"Kenapa dengan Farhan Bu?"
"Belakangan ini saya perhatikan Farhan kok seperti tidak ada gairah belajar, kenapa ya Bu?"
"Memang anak saya yang satu ini lemah tidak seperti kakaknya yang perempuan pintar, nilai matematikanya selalu mendapat seratus dan selalu rangking pertama di kelasnya. Kalau belajar tanpa harus disuruh. Kalau Farhan di suruh belajar susahnya bukan main, saya harus teriak--teriak dulu baru dia mau pegang buku."
"Mohon maaf Bu Nina, setiap anak yang dilahirkan tidak ada yang lemah, kurang atau bodoh. Hanya kadang kita orang tua tidak tahu akan potensi yang di miliki anak kita, apabila dia tidak bisa mengerjakan soal-soal suatu mata pelajaran. Alangkah menyakitkan kata-kata itu jika terdengar oleh mereka, padahal jika kita mempelajari kemampuan anak-anak kita ada keistimewaan yang akan kita temukan dalam dirinya. Mungkin Ibu pernah mendengar atau mengetahui cerita Hi Ah Li dari Korea negeri ginseng itu, seorang anak yang dilahirkan dalam keadaan cacat dan terbelakang dalam sisi motorik namun dirinya bisa menunjukkan bahwa dia memiliki keistimewaan yang tidak dimiliki oleh anak-anak normal seusianya. Dia hanya memiliki empat buah jari tetapi dia piawai memainkan piano dengan indahnya. Begitupun dengan Farhan anak Ibu, ada keistimewaan lain yang belum Ibu ketahui. Baiklah jika dia kurang dalam sebuah mata pelajaran seperti Matematika, apakah lantas kemudian kita memberikan dia lebel anak bodoh. Sisi kecerdasan anak tidak bisa diukur dengan nilai sebuah mata pelajaran, tapi bagaimana jika ada kecerdasan lain yang dimiliki oleh Farhan. Oleh karena itu kalau boleh saya memberikan saran, Pertama perlakukan dia sama layaknya dengan kakaknya karena dia butuh pengakuan. Kedua hindari membanding-bandingkan antara dia dengan kakaknya karena itu akan menyakiti perasaannya dan yang ketiga, Selamat..! Farhan putra Ibu Juara 1 Lomba menulis cerpen tingkat nasional yang di selenggarakan oleh Majalah Kreatif bulan lalu." "Subhanallah, apakah itu benar Bu?" Tanya Bu Nina dengan wajah berkaca-kaca. "Benar Bu, anak Ibu itu luar biasa, sambutlah dia dengan suka cita ketika pulang nanti." "Baik Bu." "Assalammualaikum." "Wa'alaikumsalam."

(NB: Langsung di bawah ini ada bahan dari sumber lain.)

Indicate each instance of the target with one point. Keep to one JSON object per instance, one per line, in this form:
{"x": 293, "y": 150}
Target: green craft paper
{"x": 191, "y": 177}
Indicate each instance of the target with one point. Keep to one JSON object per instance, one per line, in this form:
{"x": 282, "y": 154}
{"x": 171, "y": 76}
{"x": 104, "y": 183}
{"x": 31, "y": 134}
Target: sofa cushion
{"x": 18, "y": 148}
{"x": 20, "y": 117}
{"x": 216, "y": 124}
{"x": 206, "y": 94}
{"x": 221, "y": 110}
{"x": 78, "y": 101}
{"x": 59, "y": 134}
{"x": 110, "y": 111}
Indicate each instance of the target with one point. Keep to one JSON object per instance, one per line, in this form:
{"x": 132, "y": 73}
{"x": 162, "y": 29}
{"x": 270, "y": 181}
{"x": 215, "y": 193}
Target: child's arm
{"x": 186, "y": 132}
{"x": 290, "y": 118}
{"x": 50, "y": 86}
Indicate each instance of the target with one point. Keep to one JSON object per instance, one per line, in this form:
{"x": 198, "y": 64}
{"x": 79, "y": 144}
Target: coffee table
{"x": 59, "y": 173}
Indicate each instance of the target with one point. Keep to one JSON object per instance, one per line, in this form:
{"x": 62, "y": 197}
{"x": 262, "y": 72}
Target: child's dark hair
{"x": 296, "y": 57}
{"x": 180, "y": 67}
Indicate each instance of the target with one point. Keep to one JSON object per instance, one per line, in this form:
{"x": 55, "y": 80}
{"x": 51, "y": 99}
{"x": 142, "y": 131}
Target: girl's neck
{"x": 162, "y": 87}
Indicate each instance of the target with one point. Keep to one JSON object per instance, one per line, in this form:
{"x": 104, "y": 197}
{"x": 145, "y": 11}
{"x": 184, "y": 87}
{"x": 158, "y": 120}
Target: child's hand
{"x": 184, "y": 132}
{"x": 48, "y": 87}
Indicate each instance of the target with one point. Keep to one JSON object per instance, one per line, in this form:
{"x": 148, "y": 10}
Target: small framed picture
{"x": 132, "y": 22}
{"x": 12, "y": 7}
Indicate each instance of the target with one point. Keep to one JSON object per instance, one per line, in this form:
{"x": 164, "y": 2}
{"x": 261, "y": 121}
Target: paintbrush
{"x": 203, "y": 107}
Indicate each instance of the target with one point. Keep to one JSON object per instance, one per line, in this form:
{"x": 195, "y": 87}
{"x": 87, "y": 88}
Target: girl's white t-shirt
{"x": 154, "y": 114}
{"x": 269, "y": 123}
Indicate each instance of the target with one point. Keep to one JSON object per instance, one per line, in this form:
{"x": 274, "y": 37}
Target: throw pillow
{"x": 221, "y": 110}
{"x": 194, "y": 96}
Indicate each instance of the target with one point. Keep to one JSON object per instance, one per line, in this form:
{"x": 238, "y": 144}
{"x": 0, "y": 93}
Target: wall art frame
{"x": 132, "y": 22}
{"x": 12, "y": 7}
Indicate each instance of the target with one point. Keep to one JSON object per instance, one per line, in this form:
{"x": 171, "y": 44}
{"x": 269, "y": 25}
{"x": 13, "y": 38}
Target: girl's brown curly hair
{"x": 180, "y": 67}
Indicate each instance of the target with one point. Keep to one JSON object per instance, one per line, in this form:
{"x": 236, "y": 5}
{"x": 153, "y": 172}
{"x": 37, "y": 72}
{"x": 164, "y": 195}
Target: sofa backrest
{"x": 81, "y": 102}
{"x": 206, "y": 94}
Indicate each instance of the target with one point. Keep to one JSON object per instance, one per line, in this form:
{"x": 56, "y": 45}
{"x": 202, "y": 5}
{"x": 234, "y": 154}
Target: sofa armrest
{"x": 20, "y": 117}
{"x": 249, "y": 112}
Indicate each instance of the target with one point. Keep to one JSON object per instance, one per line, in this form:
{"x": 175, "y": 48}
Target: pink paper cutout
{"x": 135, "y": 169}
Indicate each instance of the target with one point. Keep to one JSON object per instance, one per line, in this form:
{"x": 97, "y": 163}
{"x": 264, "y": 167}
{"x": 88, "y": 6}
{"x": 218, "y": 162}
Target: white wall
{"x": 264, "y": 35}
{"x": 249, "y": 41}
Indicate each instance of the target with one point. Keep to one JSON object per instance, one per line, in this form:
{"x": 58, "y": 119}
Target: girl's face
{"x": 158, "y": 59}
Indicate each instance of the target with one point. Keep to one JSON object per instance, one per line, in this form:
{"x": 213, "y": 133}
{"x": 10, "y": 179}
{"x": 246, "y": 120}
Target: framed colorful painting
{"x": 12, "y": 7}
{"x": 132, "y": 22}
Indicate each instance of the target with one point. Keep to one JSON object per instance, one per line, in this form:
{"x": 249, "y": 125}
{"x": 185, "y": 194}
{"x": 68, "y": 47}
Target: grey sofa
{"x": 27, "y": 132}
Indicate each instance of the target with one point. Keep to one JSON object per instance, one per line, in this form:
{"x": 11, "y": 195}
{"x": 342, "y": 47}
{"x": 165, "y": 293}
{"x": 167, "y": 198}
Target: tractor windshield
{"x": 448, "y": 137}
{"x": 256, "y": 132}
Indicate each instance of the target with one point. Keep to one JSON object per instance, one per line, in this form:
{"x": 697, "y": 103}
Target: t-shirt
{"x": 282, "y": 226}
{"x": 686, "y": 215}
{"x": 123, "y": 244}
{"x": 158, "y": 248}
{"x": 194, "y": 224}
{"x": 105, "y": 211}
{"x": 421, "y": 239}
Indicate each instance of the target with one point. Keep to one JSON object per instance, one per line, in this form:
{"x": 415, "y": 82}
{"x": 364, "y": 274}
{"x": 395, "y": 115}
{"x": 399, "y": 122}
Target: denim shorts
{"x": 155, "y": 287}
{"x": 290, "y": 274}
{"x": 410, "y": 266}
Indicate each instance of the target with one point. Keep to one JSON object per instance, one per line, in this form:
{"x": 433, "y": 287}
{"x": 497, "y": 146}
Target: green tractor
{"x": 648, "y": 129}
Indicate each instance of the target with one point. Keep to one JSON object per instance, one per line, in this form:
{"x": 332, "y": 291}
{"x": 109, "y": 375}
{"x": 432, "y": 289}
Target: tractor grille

Bel sekolah telah berbunyi, jam dinding sudah menunjukkan pukul dua belas siang. Mataharipun sudah berada tepat diatas kepala, dengan pancaran sinarnya yang hampir membakar kulit. Sejenak Farhan mengusap peluh di keningnya pulang dengan membawa tas gendong berwarna hitam, berjalan menyusuri trotoar jalan, sambil membayangkan apa yang akan mamanya katakan jika tahu ulangan matematikanya kembali jelek. Mamanya pasti marah, membandingkannya dengan kakanya dan melabelinya anak bodoh. Setibanya dirumah Farhan langsung membuka pintu dengan perlahan, matanya melirik keseluruh penjuru ruangan berharap Mamanya sedang keluar, jadi dia bisa lolos dari sergapan sang Mama.
"Kenapa tidak mengucapkan salam?" Sergah Bu Nina yang sudah menunggunya di depan pintu masuk. "Ma..maaf Ma, aku pikir tidak ada siapa-siapa di rumah! Jawabnya enteng dan setengah kaget. "Farhan, sudah berapa kali Mama harus katakan, ucapkan salam terlebih dahulu sebelum masuk ke dalam rumah sekalipun penghuninya tidak ada, karena nanti yang akan menjawab salam kita adalah para malaikat." Terang Bu Nina.
"Baik mah aku berjanji tidak akan mengulanginya lagi." Kata Farhan.
"Kenapa kamu terlihat gugup seperti itu?" Tanya Bu Nina.
"Apa ada ulangan hari ini?" sambungnya.
"A...ada Mah?" Jawab Farhan dengan terbata.
"Apa itu matematika? boleh Mama lihat." Pinta Bu Nina. Perlahan dia buka tas gendongnya dan mengambil kertas yang sudah tergulung. Lalu diberikannya kertas ulangan tersebut kepada Ibunya lalu dibukanya.